Can You Change Your Medicare Supplement Anytime?

New Medicare beneficiaries often wonder: Can you change your Medicare Supplement anytime? And if so, do you have to answer health questions? The answer is: usually yes you must answer health questions to change your Medicare supplement but there are some states with exceptions.

When you first become eligible for Medicare Part B, most states offer you an open enrollment window of 6 months. During this period, you can enroll in a Medicare supplement plan without having to pass health underwriting. This means that the Medigap carrier cannot decline you for coverage due to any health conditions.

In most states, this window occurs only once. Later on, if you wish to shop your insurance for better benefits or more competitive rates, you generally will have to pass medical health underwriting to change. The new insurance carrier could decline your application for coverage if they feel you represent too much medical risk.
People are confused by this because each year they see lots of advertising in the fall about the Annual Election Period (AEP). The AEP runs from October 15th to December 7th. This advertising makes them think that they can just wait until the fall if they want to change their Medigap plan without hassle.

However, the AEP only applies to Medicare Advantage plans and Part D drug plans. There is no annual election period that pertains to Medigap.

Some states, however, have special windows that allow you to apply without medical health underwriting.
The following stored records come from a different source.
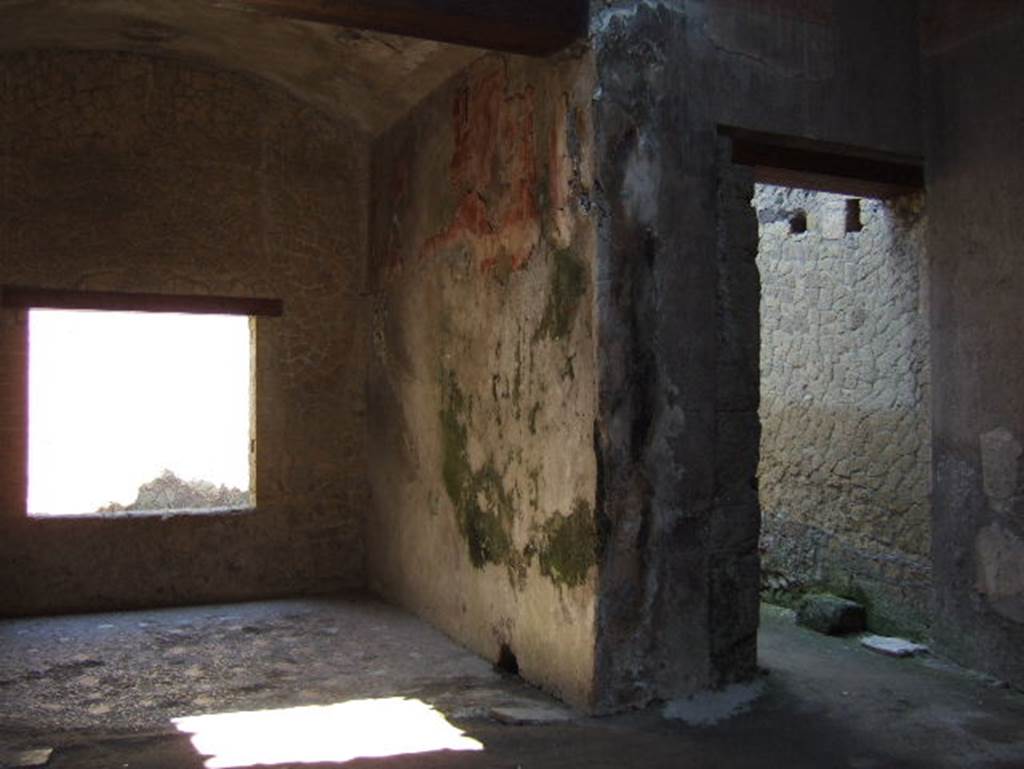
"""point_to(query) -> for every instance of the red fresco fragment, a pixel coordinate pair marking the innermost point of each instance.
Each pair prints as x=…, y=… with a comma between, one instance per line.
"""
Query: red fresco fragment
x=494, y=173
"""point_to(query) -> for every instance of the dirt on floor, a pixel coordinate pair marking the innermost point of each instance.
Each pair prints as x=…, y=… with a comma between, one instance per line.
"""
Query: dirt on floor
x=356, y=683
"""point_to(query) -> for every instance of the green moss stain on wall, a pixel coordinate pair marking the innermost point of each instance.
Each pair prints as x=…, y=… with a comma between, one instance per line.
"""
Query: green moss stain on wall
x=566, y=546
x=568, y=284
x=569, y=546
x=483, y=507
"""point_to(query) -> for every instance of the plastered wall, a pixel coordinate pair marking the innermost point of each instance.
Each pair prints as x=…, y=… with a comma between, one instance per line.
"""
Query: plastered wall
x=845, y=400
x=121, y=172
x=481, y=391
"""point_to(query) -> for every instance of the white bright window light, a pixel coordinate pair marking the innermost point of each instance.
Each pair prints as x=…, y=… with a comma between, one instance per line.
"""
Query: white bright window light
x=118, y=398
x=334, y=733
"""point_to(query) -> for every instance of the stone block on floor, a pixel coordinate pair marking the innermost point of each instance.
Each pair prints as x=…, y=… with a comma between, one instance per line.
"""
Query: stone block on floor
x=830, y=614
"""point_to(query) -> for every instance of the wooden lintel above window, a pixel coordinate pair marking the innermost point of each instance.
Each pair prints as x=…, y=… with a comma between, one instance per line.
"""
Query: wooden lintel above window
x=27, y=298
x=535, y=28
x=827, y=167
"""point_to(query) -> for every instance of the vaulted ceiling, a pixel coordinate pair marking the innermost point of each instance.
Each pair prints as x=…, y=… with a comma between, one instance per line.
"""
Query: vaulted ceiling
x=368, y=79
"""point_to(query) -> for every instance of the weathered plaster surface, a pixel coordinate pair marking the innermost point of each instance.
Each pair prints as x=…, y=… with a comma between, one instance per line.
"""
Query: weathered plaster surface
x=129, y=173
x=368, y=80
x=481, y=386
x=846, y=446
x=975, y=179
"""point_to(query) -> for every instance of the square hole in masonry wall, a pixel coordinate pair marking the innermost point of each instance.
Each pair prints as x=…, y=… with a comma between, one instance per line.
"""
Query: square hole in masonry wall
x=134, y=412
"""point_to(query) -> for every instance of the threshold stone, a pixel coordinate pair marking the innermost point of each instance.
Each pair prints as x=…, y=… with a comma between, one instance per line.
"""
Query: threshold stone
x=528, y=715
x=830, y=614
x=893, y=646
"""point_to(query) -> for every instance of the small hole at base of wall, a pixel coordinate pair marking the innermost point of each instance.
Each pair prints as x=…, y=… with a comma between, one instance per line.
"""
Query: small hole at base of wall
x=853, y=222
x=507, y=661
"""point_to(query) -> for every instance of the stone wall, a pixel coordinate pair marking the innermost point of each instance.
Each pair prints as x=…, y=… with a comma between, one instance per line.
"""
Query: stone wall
x=482, y=375
x=678, y=428
x=975, y=176
x=845, y=444
x=121, y=172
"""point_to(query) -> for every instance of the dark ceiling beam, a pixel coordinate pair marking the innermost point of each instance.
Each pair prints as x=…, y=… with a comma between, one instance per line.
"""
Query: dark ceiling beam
x=23, y=297
x=535, y=28
x=834, y=168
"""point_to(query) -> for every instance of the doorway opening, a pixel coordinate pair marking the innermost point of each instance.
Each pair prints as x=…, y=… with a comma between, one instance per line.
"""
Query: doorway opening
x=844, y=473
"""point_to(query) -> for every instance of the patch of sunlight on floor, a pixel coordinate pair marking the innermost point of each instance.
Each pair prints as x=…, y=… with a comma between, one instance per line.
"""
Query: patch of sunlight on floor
x=344, y=731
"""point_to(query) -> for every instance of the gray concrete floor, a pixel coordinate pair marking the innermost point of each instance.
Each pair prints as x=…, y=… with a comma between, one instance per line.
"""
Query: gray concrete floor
x=103, y=690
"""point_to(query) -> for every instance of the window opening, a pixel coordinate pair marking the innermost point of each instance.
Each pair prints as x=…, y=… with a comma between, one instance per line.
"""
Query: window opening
x=138, y=412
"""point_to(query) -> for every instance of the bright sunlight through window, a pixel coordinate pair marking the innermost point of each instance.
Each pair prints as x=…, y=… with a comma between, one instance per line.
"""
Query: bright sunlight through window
x=137, y=411
x=359, y=728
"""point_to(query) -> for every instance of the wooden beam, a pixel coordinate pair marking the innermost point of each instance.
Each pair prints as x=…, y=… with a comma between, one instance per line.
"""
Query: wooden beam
x=531, y=27
x=835, y=168
x=28, y=298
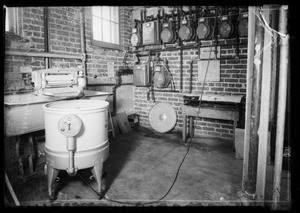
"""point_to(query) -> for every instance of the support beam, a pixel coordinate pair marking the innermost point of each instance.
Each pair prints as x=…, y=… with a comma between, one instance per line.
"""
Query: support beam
x=255, y=107
x=43, y=54
x=282, y=93
x=263, y=130
x=250, y=54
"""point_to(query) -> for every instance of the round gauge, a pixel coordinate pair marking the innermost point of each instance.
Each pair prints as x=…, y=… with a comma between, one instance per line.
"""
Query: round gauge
x=243, y=27
x=203, y=30
x=185, y=32
x=162, y=117
x=70, y=125
x=166, y=35
x=225, y=29
x=135, y=39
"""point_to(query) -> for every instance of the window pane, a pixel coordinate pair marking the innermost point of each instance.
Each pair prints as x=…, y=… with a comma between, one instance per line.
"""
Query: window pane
x=96, y=11
x=97, y=31
x=115, y=33
x=115, y=14
x=106, y=13
x=106, y=31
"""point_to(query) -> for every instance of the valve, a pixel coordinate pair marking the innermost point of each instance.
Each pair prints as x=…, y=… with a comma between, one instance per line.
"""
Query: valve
x=70, y=126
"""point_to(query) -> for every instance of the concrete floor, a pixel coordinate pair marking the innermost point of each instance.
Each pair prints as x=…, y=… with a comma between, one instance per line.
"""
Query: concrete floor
x=142, y=166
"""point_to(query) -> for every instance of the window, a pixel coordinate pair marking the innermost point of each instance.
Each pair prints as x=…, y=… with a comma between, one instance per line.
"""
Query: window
x=12, y=19
x=106, y=27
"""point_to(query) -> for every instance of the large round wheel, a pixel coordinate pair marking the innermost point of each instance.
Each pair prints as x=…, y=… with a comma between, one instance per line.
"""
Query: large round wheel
x=162, y=117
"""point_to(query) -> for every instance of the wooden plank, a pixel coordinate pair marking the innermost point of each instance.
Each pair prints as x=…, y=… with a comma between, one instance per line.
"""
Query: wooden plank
x=250, y=59
x=123, y=123
x=217, y=97
x=263, y=131
x=282, y=96
x=211, y=113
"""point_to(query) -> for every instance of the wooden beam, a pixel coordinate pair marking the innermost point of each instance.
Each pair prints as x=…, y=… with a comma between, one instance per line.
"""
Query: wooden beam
x=250, y=58
x=263, y=129
x=283, y=75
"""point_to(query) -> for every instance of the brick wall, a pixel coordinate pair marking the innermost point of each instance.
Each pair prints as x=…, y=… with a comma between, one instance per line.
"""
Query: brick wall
x=64, y=28
x=232, y=81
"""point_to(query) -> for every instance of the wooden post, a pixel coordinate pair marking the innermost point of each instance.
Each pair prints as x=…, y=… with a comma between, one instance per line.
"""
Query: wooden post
x=282, y=92
x=250, y=56
x=263, y=129
x=255, y=108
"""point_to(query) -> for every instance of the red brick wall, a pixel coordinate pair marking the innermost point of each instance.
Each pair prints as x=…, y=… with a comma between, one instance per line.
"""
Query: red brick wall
x=64, y=27
x=232, y=81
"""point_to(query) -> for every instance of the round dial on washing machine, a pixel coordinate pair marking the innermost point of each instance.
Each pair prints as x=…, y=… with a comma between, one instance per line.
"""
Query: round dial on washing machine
x=69, y=125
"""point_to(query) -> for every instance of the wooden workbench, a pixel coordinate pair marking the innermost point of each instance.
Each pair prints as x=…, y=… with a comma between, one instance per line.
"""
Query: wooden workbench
x=189, y=112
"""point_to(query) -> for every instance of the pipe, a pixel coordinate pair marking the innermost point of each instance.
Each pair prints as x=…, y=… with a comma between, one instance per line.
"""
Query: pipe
x=181, y=68
x=282, y=97
x=71, y=147
x=157, y=90
x=82, y=41
x=46, y=36
x=191, y=76
x=158, y=28
x=11, y=190
x=255, y=109
x=43, y=54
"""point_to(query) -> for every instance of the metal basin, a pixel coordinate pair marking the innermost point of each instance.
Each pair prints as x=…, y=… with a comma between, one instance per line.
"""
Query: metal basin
x=23, y=113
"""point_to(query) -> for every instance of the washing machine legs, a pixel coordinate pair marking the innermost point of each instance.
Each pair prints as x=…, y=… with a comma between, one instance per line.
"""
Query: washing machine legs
x=97, y=172
x=51, y=176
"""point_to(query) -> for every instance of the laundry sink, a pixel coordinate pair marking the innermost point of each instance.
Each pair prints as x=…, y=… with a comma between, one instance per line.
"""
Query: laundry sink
x=23, y=113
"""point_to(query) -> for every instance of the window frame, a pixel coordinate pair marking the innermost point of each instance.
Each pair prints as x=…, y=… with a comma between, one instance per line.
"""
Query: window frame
x=14, y=18
x=107, y=44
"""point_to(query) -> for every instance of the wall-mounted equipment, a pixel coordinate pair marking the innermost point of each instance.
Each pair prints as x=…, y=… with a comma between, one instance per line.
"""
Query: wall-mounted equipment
x=150, y=35
x=186, y=31
x=243, y=25
x=161, y=76
x=225, y=27
x=162, y=117
x=136, y=37
x=203, y=30
x=59, y=81
x=141, y=75
x=168, y=34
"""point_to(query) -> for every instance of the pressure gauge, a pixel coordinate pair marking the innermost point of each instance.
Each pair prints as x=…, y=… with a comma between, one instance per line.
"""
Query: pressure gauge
x=225, y=29
x=69, y=125
x=135, y=39
x=243, y=25
x=203, y=30
x=185, y=32
x=167, y=34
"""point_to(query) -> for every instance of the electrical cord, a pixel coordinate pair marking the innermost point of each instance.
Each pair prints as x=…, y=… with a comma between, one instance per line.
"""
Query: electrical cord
x=177, y=173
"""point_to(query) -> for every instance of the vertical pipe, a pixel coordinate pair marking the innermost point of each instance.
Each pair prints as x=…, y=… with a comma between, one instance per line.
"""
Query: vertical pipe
x=274, y=86
x=282, y=92
x=263, y=130
x=82, y=40
x=191, y=75
x=11, y=190
x=255, y=108
x=46, y=36
x=250, y=55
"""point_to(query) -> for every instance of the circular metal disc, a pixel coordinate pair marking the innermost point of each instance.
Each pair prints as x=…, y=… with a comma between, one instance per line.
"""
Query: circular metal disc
x=162, y=117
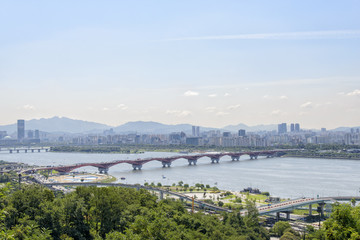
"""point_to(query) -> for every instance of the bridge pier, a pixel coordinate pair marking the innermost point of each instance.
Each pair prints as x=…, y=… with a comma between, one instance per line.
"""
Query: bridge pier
x=322, y=205
x=166, y=164
x=103, y=170
x=137, y=166
x=287, y=215
x=192, y=162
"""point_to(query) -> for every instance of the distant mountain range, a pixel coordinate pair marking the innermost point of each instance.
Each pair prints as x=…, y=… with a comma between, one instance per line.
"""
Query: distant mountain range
x=67, y=125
For example, in California and Oregon, have a birthday rule. You have a 30-day window around your birthday each year where you can switch your coverage to another insurance company. To find out if any special rules apply in your state, contact a Boomer Benefits licensed agent about switching your Medicare supplement plan today.
Once you are enrolled in a Medicare supplement plan, you can change that plan any time of year. However, most people only change when there is a motive to do so. Usually, this occurs in the form of a rate increase. Nearly all Medicare supplements will have a rate increase each year on your policy anniversary.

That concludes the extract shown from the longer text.